The largest evolution in Civ5 will be in the intelligence/behaviour of the AI, but I don't know enough about the current developments in game AI to guess at what might be in store for us. or make a wish list for it. I wonder if the Civ series will be the first game to fool us? It won't be Civ 5, but perhaps Civ 6 or 16 will produce a game, whereby we can't tell if the rival civ is controlled by a human or by the computer.

Regards - Mr P
 
I apologize for encouraging him, I did not realize what I was dealing with until it was too late.

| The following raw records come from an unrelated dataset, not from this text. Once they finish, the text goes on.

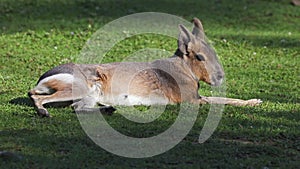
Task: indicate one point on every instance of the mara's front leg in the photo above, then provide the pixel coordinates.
(88, 103)
(228, 101)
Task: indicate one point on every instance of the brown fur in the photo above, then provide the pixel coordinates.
(171, 80)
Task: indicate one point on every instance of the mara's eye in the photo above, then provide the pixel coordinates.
(200, 57)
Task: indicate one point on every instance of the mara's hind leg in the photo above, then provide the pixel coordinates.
(41, 99)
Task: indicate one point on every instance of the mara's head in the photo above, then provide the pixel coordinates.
(199, 55)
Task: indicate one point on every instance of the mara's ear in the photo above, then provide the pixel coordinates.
(185, 39)
(198, 29)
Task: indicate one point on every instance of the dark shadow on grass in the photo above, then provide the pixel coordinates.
(61, 143)
(23, 101)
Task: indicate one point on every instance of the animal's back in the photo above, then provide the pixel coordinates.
(61, 69)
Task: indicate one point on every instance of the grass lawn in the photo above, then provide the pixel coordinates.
(258, 42)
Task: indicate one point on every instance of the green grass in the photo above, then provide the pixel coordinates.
(258, 45)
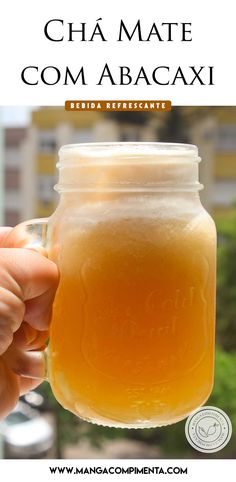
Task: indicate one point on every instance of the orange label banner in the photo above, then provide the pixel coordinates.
(118, 105)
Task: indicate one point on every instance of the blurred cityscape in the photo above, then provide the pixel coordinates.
(28, 157)
(30, 153)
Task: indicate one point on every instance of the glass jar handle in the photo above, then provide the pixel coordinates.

Rvil Plum, I realize the barbs-until-modern-era thing is unlikely, but that's because you're working off of Civ IV. I think the biggest thing that's wrong with Civilization is that the game simplifies the real world into 7 (or 18 or whatever) nations, whereas in the real world it was always dozens at a time. There are two ways to deal with this... the first is to see civilizations as an abstraction of many states; thus the "Russian Civilization" would theoretically contain many smaller states at once (Ukraine, Belarus, etc.). The second would be to have many small civs between the big civs that you can try to manipulate/attack/fight over.

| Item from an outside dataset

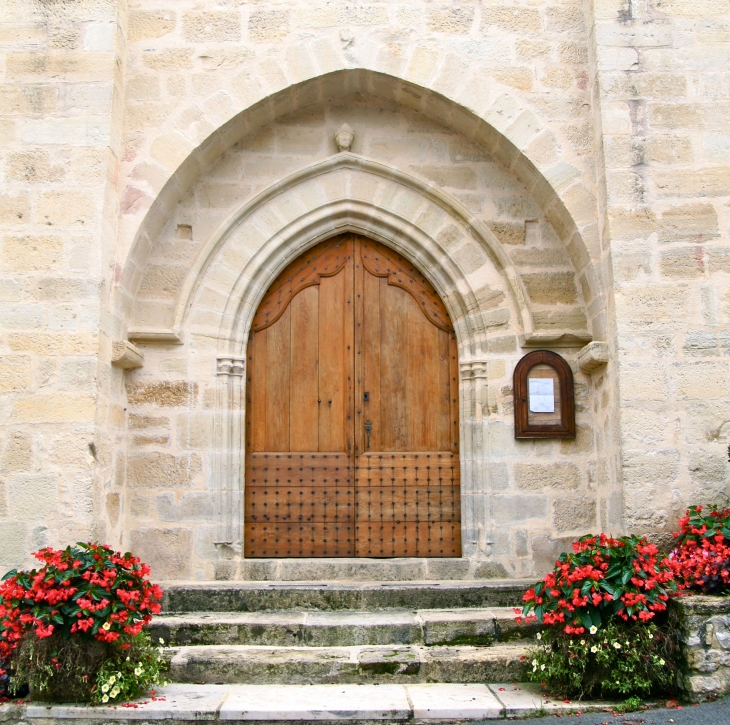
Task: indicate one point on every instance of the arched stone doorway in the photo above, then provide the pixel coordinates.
(352, 410)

To operate the first system, I would like to see more conflict/fighting WITHIN your empire. Invasion from abroad is one thing, and could bind your empire together, but if you're at peace for centuries, Athens and Sparta might end up fighting.

To operate the second system, it would require some clever game mechanics to avoid it being too complicated and require too much micromanagement. But it would make diplomacy much more important... you could have multiple vassals, who switch sides frequently, get influenced by culture, etc.
 
Really like the idea about the Barbs, but:

g)" I see you have no oil. I could spare you some for gold, gems and horses."

Wouldn't be very useful, as you would need to keep the Barbs alive into the modern era for it to have any benefit. Theoretically possible, but a real nightmare at the higher difficulty levels.

How about different types of Barbs in different areas of the map, with different attributes. For example the Barbs in a Desert may offer you camel archers, Barbs on an island would offer you naval raiding units, Barbs in a jungle would offer you poison potions to assassinate enemy units, (spy would double as assassin and gain experience from successful missions).

-------

Mercenary units / armies were a really important part of world history, but if Civ5 includes the ability to hire them from rival AI or Barbs or off map, we end up with yet more fighting. Many of the interesting new elements in Civ4 / BTS were not do with the military, and I hope we see the non-military side of the game expanded and evolved further in Civ5.

---------



Regards - Mr P

Well, Id like to see more non-military development myself, including more civics ( maybe a labor union , which would improve heath and safety , but sacrifice productivity & bring back Federation as a form of government which allows you to set the sliders individually for each city, and make unhappy cities more likely to flip in or out of it).

In my vision the barbs evolve into 3rd world despots of sort, who have no constraints of public or international opinion, including UN nuclear bans.

I like your ideas and I take your point about difficulty of barbs survivng. Perhaps the mechanism would be for a city or two on the fringe of a declin ing empire to break away and turn "barb" , playing that part. If these modern despots were to switch to more of an espionage role, offering espionage rather than military services, or black market for and uranium stolen techs, I'd be cool with that.
 
Exactly. This is becoming incredibly annoying and is also off-topic here. Could you please get out of here, T.A.Jones?

Why is it OT? Is it because it was my idea to base civ5 on civ3 not civ4?